В кабинете ресторана «Монте-Карло» на Торговой Гарик радостно потирал руки, бегая по широкой комнате взад и вперед, в то время, как Японец, вальяжно развалившись в кресле, курил сигару и спокойно наблюдал за его метаниями.
— Вже! — Гарик радостно потер руки и тут же перебежал к противоположной стене. — Вже, черт, не отвертится! Вже, притянули за хвост!
— Ну, шо за хвост притянули, за то понятно, — поморщился Японец, — только вот вопрос: за как сказал?
— Малой мой. Наш, из молдаванских. Сказал — надежно пришпандорили.
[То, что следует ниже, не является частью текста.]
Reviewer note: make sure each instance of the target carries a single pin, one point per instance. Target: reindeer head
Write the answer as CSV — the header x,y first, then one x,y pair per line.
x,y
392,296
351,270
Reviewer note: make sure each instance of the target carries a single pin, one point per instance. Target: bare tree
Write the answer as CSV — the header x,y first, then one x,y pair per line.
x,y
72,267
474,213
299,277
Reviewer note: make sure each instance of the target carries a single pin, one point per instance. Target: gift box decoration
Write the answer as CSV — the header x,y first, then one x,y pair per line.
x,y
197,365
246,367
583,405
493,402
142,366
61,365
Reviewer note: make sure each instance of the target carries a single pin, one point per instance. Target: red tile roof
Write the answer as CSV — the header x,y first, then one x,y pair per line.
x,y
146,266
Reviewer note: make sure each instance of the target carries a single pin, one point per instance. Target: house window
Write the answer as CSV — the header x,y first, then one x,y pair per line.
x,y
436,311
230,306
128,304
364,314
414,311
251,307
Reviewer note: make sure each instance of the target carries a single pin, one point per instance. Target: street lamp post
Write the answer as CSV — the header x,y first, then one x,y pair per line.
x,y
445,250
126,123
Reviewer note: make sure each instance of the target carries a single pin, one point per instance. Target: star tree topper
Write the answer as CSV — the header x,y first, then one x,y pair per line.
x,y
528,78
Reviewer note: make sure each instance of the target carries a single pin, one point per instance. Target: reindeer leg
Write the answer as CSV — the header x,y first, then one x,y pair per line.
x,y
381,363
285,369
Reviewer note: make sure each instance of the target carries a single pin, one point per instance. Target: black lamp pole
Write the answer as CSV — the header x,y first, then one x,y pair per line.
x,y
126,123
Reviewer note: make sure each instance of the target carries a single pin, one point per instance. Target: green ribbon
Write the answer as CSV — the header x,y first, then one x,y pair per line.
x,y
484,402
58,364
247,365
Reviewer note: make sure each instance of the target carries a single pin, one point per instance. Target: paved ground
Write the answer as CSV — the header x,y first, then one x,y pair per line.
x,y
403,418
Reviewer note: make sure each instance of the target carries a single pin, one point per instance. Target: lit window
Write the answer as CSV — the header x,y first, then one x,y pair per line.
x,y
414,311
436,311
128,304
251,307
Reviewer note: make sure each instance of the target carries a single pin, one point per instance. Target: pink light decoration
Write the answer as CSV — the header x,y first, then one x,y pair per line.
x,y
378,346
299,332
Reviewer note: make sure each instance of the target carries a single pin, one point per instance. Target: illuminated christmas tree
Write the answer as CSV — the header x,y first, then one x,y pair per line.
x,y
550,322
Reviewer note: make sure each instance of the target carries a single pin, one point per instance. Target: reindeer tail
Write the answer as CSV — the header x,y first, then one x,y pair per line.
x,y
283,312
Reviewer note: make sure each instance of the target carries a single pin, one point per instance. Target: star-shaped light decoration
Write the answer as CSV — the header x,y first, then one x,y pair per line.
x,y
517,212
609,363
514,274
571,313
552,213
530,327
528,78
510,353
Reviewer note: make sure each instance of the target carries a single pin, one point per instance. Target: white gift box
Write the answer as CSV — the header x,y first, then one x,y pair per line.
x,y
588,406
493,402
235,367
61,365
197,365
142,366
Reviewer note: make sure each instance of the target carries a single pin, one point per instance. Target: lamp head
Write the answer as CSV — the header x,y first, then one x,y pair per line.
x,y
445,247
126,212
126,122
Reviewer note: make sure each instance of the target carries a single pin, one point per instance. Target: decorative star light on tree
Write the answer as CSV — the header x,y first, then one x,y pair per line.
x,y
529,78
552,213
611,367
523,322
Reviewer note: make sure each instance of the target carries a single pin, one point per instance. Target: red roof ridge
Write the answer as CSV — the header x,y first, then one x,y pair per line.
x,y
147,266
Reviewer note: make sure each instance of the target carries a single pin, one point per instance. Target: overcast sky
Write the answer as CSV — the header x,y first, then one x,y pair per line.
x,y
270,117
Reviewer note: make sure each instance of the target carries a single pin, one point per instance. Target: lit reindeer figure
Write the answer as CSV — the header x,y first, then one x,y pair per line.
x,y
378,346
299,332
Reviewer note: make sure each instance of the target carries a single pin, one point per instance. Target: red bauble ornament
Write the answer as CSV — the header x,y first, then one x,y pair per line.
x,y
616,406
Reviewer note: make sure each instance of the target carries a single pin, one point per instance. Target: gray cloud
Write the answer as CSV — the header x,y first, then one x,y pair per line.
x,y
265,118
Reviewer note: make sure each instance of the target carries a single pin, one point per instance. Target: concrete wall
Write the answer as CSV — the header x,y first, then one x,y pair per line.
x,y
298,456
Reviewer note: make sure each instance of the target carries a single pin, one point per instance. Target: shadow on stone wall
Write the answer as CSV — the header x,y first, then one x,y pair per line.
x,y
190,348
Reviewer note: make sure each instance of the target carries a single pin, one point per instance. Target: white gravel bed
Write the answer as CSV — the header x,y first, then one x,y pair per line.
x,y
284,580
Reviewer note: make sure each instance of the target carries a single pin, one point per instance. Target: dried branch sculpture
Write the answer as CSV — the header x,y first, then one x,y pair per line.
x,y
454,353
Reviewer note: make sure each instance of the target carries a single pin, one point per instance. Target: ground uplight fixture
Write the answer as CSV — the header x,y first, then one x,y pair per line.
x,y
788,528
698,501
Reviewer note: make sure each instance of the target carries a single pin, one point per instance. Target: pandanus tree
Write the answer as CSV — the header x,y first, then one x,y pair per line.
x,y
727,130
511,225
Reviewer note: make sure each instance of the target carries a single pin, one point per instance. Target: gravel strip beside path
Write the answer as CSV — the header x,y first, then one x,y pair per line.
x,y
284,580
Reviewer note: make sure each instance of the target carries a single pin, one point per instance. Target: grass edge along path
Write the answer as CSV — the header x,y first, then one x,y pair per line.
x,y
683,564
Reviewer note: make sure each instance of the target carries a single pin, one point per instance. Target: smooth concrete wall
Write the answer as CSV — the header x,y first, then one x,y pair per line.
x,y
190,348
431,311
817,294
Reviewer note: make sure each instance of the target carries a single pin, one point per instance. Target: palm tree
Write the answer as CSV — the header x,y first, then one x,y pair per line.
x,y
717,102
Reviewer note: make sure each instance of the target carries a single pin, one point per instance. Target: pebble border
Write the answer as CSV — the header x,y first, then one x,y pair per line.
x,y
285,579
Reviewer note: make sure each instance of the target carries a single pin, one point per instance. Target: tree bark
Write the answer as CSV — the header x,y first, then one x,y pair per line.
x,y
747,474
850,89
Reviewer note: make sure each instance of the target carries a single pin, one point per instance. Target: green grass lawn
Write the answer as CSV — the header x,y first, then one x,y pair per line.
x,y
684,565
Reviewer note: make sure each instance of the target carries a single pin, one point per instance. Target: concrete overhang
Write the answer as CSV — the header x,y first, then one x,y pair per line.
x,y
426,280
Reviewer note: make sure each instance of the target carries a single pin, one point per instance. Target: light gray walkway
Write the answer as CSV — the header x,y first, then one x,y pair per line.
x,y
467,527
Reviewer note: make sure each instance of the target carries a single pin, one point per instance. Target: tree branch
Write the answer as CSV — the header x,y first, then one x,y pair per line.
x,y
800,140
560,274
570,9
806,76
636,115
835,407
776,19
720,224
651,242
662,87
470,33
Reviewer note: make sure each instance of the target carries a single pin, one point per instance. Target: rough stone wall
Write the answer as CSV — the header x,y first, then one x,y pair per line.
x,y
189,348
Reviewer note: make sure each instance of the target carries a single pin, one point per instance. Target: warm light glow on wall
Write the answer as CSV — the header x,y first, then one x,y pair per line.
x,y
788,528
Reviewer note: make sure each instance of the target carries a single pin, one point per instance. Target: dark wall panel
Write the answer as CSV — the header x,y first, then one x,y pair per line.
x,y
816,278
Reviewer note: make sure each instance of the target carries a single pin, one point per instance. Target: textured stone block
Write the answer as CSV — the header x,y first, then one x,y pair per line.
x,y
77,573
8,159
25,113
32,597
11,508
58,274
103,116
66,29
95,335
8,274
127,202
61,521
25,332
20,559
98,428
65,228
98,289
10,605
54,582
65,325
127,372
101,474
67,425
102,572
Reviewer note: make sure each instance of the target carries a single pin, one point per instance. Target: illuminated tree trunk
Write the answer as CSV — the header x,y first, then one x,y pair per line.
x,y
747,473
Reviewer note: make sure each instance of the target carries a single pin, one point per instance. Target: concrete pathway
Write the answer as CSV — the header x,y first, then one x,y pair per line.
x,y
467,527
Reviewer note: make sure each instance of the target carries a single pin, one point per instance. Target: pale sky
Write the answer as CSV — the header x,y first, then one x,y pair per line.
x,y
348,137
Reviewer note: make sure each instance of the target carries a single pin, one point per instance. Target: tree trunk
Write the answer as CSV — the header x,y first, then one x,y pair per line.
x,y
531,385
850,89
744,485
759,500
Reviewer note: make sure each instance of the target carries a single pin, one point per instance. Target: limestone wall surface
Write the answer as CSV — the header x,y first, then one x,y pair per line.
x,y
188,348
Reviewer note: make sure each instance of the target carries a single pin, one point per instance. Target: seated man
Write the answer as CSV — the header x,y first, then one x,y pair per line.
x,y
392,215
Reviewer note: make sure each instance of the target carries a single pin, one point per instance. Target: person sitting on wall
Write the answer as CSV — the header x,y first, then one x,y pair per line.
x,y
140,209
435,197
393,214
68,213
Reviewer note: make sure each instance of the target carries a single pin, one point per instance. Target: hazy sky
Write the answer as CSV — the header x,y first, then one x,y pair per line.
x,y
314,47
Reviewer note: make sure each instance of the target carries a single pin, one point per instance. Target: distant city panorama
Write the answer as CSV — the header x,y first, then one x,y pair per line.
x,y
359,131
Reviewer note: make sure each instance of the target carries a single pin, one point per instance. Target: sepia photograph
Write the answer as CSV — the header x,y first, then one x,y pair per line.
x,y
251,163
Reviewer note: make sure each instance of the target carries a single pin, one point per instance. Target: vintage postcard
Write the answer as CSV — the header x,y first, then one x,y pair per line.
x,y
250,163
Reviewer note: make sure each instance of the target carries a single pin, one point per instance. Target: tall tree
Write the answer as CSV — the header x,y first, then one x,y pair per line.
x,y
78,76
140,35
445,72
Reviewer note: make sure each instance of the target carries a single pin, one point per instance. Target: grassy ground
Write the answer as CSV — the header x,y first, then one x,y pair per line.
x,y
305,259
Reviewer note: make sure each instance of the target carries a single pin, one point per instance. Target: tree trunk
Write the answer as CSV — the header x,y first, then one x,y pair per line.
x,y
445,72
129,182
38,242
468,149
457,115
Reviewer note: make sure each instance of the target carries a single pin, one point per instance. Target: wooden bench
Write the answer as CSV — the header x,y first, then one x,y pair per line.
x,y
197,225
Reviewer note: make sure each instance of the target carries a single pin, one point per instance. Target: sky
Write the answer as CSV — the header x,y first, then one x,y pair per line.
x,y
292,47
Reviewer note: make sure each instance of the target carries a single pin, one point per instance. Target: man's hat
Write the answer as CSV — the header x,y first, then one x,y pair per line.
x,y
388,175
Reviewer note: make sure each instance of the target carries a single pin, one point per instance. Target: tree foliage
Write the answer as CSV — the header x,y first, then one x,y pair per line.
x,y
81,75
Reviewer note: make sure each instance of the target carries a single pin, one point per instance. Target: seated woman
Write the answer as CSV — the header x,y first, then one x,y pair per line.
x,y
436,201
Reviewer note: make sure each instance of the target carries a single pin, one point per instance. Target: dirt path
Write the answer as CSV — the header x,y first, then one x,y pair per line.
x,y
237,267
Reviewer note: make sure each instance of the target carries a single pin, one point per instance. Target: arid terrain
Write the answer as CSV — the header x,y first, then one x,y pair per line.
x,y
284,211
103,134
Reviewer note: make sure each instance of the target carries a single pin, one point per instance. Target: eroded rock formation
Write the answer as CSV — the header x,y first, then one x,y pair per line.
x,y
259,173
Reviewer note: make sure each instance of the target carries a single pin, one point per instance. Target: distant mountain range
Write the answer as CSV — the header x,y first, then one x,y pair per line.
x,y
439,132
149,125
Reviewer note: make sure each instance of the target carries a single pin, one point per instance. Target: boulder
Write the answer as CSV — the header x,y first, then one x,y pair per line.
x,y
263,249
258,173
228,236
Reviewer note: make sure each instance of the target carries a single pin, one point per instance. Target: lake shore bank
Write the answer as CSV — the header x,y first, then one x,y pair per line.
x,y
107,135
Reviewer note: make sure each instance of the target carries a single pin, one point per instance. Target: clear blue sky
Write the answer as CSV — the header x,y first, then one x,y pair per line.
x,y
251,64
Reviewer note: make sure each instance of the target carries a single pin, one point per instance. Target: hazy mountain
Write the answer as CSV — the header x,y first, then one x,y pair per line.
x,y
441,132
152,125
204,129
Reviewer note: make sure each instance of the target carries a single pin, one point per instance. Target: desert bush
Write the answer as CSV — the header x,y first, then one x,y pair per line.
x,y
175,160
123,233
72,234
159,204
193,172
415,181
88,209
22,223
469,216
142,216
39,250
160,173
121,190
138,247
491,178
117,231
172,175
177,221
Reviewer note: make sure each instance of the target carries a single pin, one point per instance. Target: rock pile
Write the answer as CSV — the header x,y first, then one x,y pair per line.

Вже.
— Да шо ты скачешь, как трипер на заднице! — не вытерпел Японец, которого стало раздражать метание Гарика. — Сядь и за дело сиди! А то за два слова повязать не можешь, за то дергаешься, как вобла на мамашиной сковородке! Это за чья такая была шустрая идея — за дело мальца послать?
— Моя, — Гарик остановился, с удивлением глядя на Японца. — Ты сам сказал: бомбу незаметно подложить. А кто подложит, как не за них? Мальчишки шустрые, уличные, за газетами, гомон, свист… Автомобиль обложили — мама, наше вам здрасьте! Он, за кстати, в здании был. До рассвета фараонами обложился.
— Так, — с расстановкой произнес Японец. — А вот с этого момента поподробнее. О чем базарили с Гришиным-Алмазовым фараоны, да еще в такой час?
— А вот, — Гарик положил перед Японцем газету, — за такие дела.
— «Убийства артисток… Возвращается Трацом»… — вслух прочитал Японец. — Ты, кажется, водил шуры-муры с одной из них?
— Водил, — Гарик поморщился, — с балериной. Да только я задолго до этого ее послал. Тошнотворная, шо твоя касторка. Всю печень выела.
— Послал до того, как… — уточнил Японец.
— Ну да, месяца за два до того. Она, кстати, нового хахаля себе быстро нашла. Артистки — они такие…
— Значит, не ты ее пришил?
— Ты чего? — перепугался Гарик. — Ты совсем за чего? Шо за так? На кой мне бабу-то мочить? Тоже удумаешь! Хрен знает, кто ее пришил. Кому-то насолила побольше с мое.
— А, ладно, — Японец устало махнул рукой. — Ты за бомбу-то говори! Подложили мальчишки бомбу?
— Еще как подложили! — усмехнулся Гарик. — Видеть за то было надо! Там есаул стоял, грозный, с нагайкой, так не за в зуб ногой! Будет шухер, вот щас чувствую!
— Чувствует он! — довольно усмехнулся Японец. — Будем посмотреть. Кто, говоришь, у Гришина-Алмазова был?
— А я не говорил! Этот, новый, шустрый, которого выписали, с двойной фамилией, по-русски нормально и не выговоришь. Еще этот смазанный, будто морду ему тряпкой стерли, неприметный такой, начальник его контрразведки. Да сам Гришин-Алмазов.
— Маловато будет, — сказал Японец, — или он не боится убийцу артисток?
— А шо ему за то? Ему те артистки как чирей на заднице! Он не хочет, шоб за город болтали. Только за это соли ему на хвост насыпал Трацом. А так артистки ему до фени. Это так, трепыхания.